Als Bremer mit seinem Bericht zu Ende war, herrschte für zwei, drei Minuten Schweigen.
Wie sehr Black aufgewühlt war, zeigten nur seine in ihrer Größe an Schaufelblätter erinnernde Hände, die sich beständig schlossen und öffneten. Als benötige der Geschäftsführer des Golden Crown diese krampfartige Bewegung, um seine Erregung abzuleiten.
Wie mühsam es für ihn war, sich unter Kontrolle zu halten, verriet auch seine vibrierende Stimme, als er schließlich sagte: »Louis, dieser verdammte Auswanderer ist dir innerhalb weniger Stunden dreimal durch die Lappen gegangen! Erst hier, als er, schon gefesselt, im Schuppen lag. Dann in Chinatown, in der Wäscherei. Und schließlich in diesem Waisenhaus, wo er schon wieder dein Gefangener war. Bist du dir klar, was das heißt?«
»Ich... weiß nicht...«, sagte der kleine Mann zögernd.
»Der Hai wird dich in der Luft zerreißen!« fuhr Black fort. »Und mich auch, weil er mich für dein Versagen verantwortlich macht!«
»Ich kann doch nichts dafür, daß.«
Black ließ den anderen nichts ausreden.
»Natürlich kannst du etwas dafür, zum Henker! Du hättest die Gefangenen sorgfältiger bewachen lassen müssen. Und in der Wäscherei bist du ziemlich plump vorgegangen. War doch klar, daß Adler und die Chinesin gewarnt sind, wenn ihr draußen eine große Schießerei veranstaltet.«
»Sollten wir uns von diesen verfluchten Gelbhäuten mit ihren Stöcken, Ketten und Messern fertigmachen lassen?«
»Das hat keiner verlangt, Louis. Ihr hättet einfach nur geschickter vorgehen und keine Feldschlacht veranstalten sollen. Was ich aber überhaupt nicht verstehe - weshalb bist du ohne Adler und Susu Wang zurückgekommen? Du weißt doch, daß der Hai die beiden haben will!«
»Wir konnten nichts mehr machen. Das Feuer hat sich unerwartet rasch ausgebreitet. Überall waren Menschen und die Feuerwehr. Wenn wir die beiden zu schnappen versucht hätten, wäre die Gefahr zu groß gewesen.«
»Die Gefahr?« Black lachte rauh und unecht. »Dadurch, daß du Adler und die chinesische Hure hast entwischen lassen, hast du uns erst in Gefahr gebracht. Er ist die größte Gefahr!«
Er blickte an die Decke.
Bremer verstand sofort, wen der andere meinte.

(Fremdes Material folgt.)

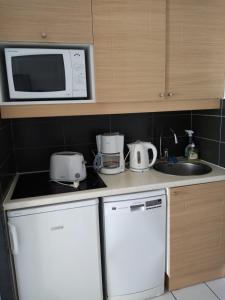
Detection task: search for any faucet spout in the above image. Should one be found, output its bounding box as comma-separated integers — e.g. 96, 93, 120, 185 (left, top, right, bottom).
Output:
170, 128, 178, 144
159, 128, 178, 160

Der kleine Mann zwang sich zu einem Grinsen, das optimistisch wirken sollte, aber verunglückt ausfiel.
»Du wirst ihm die Sache schon erklären, Henry. Du kommst doch so gut mit ihm aus.«
Henry Blacks Antwort bestand im Angriff. Der schwere, massige Mann bewegte sich mit einer Gewandtheit, die angesichts seiner Leibesfülle für Bremer völlig überraschend kam. Der Geschäftsführer holte mit der Rechten schwungvoll aus und schlug den Handrücken in das Rattengesicht.

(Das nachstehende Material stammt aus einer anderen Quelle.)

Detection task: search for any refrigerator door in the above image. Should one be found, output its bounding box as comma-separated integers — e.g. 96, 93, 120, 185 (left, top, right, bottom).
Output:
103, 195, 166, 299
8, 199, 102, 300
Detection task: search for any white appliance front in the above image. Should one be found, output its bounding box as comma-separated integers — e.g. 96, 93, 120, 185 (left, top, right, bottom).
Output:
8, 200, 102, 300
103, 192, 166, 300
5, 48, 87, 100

Die Wucht des unerwarteten Schlages ließ Bremer quer durchs Zimmer taumeln. Er verlor das Gleichgewicht und stürzte zu Boden. Die Melone war längst von seinem Kopf gerutscht.
Als der kleine Mann auf dem Holzboden lag, fühlte sich seine rechte Wange, wo ihn Blacks Hand getroffen hatte, erst vollkommen taub an. Die Taubheit verschwand schnell und machte einem schmerzhaften Brennen Platz.